Hubo un tiempo, no tan lejano, en el que pasear por el Centro de Málaga suponía para el peatón un ejercicio de contorsionismo, pues había calles en las que las aceras consistían en dos hileras de baldosas blancas y grises, en las que tenía que caber uno, la señora con el carro de la compra, la madre con el bebé y la pareja de amigos andando en formación.

Abandonar la doble hilera suponía 'caer' en la incertidumbre del asfalto, donde te podías llevar un susto por la riada constante de coches.

Un fenómeno de este tipo todavía lo podemos apreciar en calle Álamos, que hoy es un incómodo desfiladero peatonal que todos los usuarios tratan de dejar atrás lo antes posible.

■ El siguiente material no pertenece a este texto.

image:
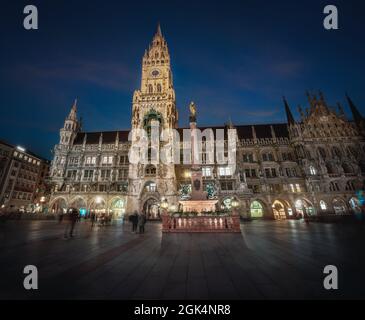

En ese tiempo, a las estrecheces peatonales había que sumar un gusto estético en el realce del comercio que despreciaba todo lo posible el inmueble que lo alojaba. De ahí la proliferación, sobre todo en los años 70 y 80, de esas estructuras comerciales en forma de moldes, incrustaciones publicitarias en edificios del siglo XVIII y XIX, a las que había que sumar en las alturas un desbarajuste absoluto y atosigante de letreros comerciales.

Además, si el edificio no había quedado suficientemente irreconocible, se le podía dar la puntilla con una decoración en forma de azulejos o teselas de cuarto baño, una decoración probablemente inspirada en alguna pesadilla lisérgica o, directamente, en una indigestión.

Del largo catálogo de horrores de esos tiempos podemos recordar sin duda el recubrimiento que padeció el Palacio de Villalón, antes de su salvadora conversión en el Museo Carmen Thyssen.

Pero también podemos evocar los dos grandes edificios casi gemelos en la plaza del Teatro, a los que se le perpetró en los bajos un recubrimiento de fachada sólo superado por algunos decorados de películas de Ozores. En uno de ellos, el que hace esquina con la calle Tejón y Rodríguez, hasta parece que los responsables de la hazaña estética escogieron, entre una amplia gama de azulejos, los que más coraje les dio, mientras que en el segundo edificio no se quedó atrás con unas incrustraciones bastante deprimentes.

De los dos grandes inmuebles, por lo menos se salvó el cascarón, lo que no es poco en una ciudad como Málaga, tan poco amiga de ampliar y reforzar con más protección su discretísimo catálogo de edificios protegidos.

Los dos cascarones salvados de la quema fueron en su día edificios completos, levantados hacia 1851 por el arquitecto Rafael Mitjana, el mismo autor que levantó el famoso obelisco al general Torrijos y sus hombres en la plaza de la Merced.

Felizmente, la pareja ha sido recuperada y hoy luce sin las incrustaciones setenteras. Pasar por la plaza del Teatro es asistir al riguroso reestreno de dos de los edificios más bonitos del Centro. Pronto abandonarán el purgatorio.